Essential, a company founded by Andy Rubin, has just become relevant again after XDA-Developers has just received confirmation from an Essential spokesperson that the company is indeed working on a new device. Said device is still in the early stages of testing – here is the statement to XDA
…We’ve previously shared that the Essential team is working on a new device. It is now in early testing and we look forward to sharing more details in the future. – Essential spokesperson
The statement came after XDA investigated a commit entry from an Essential software engineer. After putting clues together (you can read more about that in the Source link), it was deduced that the device referenced by the Essential engineer was running Android Q with July 11 build, and was using an open source alternative to Google’s Play Services framework. In addition, the device was using a Snapdragon 730.
It’s possible that the hardware used was simply used to test whatever Essential plans to produce. There isn’t much evidence as to exactly what that is. Last year, Bloomberg reported that Essential was working on an “AI phone”, one that could automatically respond to messages and perform tasks, but this rumor is neither confirmed nor denied at this point.

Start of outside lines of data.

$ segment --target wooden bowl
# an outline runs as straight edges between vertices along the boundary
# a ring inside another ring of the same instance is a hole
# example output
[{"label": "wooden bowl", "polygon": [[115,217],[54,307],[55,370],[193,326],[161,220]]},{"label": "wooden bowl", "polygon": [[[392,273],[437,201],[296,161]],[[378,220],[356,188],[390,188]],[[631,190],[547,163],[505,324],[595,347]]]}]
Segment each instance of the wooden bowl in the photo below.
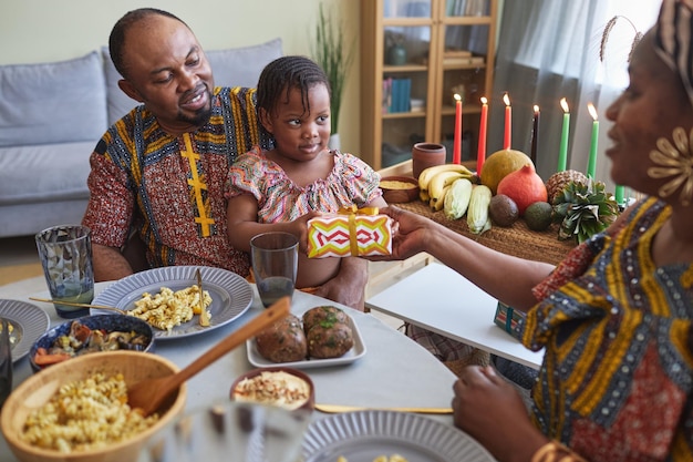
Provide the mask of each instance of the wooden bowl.
[{"label": "wooden bowl", "polygon": [[0,429],[8,445],[21,462],[116,462],[135,461],[147,440],[184,409],[187,387],[183,384],[161,413],[159,420],[142,433],[104,448],[63,453],[41,449],[20,440],[24,422],[30,412],[45,404],[69,382],[84,380],[95,372],[106,376],[122,373],[127,384],[141,380],[169,376],[178,371],[172,361],[152,353],[136,351],[112,351],[84,355],[60,362],[24,380],[8,398],[0,415]]},{"label": "wooden bowl", "polygon": [[413,176],[384,176],[380,188],[387,204],[412,202],[418,198],[418,181]]},{"label": "wooden bowl", "polygon": [[251,400],[247,400],[247,399],[238,399],[236,396],[236,388],[238,387],[238,384],[240,382],[242,382],[246,379],[254,379],[258,376],[260,376],[262,372],[286,372],[290,376],[294,376],[296,378],[302,380],[303,382],[306,382],[308,384],[309,388],[309,392],[308,392],[308,399],[300,405],[286,405],[282,403],[275,403],[275,402],[269,402],[269,401],[255,401],[258,402],[260,404],[277,404],[280,405],[282,408],[289,409],[289,410],[294,410],[294,409],[299,409],[301,411],[312,411],[316,404],[316,388],[313,386],[313,381],[310,379],[310,377],[308,377],[307,373],[298,370],[298,369],[293,369],[293,368],[287,368],[287,367],[281,367],[281,366],[272,366],[272,367],[267,367],[267,368],[258,368],[258,369],[252,369],[251,371],[248,371],[244,374],[241,374],[240,377],[238,377],[234,383],[231,384],[231,390],[230,390],[230,398],[232,401],[239,401],[239,402],[254,402]]}]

I am excited at the prospect that Essential plans to release a new device. The Essential PH-1 was something with a fresh look (after all, it was the first to use a notch), and it used unconventional materials with durability and aesthetic in mind.
The PH-1 was criticized for having a weak camera out of the gate and a high price point (it launched for $699). Dropping the phone’s price by $200 wasn’t enough to help sales. In any case, the company has had time to recoup and rethink its strategy.
The Essential PH-1 was certainly a unique device. It had a premium titanium and ceramic build, which even today, nobody bothers to attempt to mass produce. The phone also had virtually no bloatware and a near stock android experience with OTA updates arriving the same day as Google released them. In fact, today it’s one of the handful of devices running Android 10.
After rumors of a second device were shot down when the phone maker cancelled development of a PH-2. Since then, the company has only been around to support its first generation of customers but did offer some hopeful words last December. It cancelled its second-gen phone, unofficially known as the PH-2, due to low sales.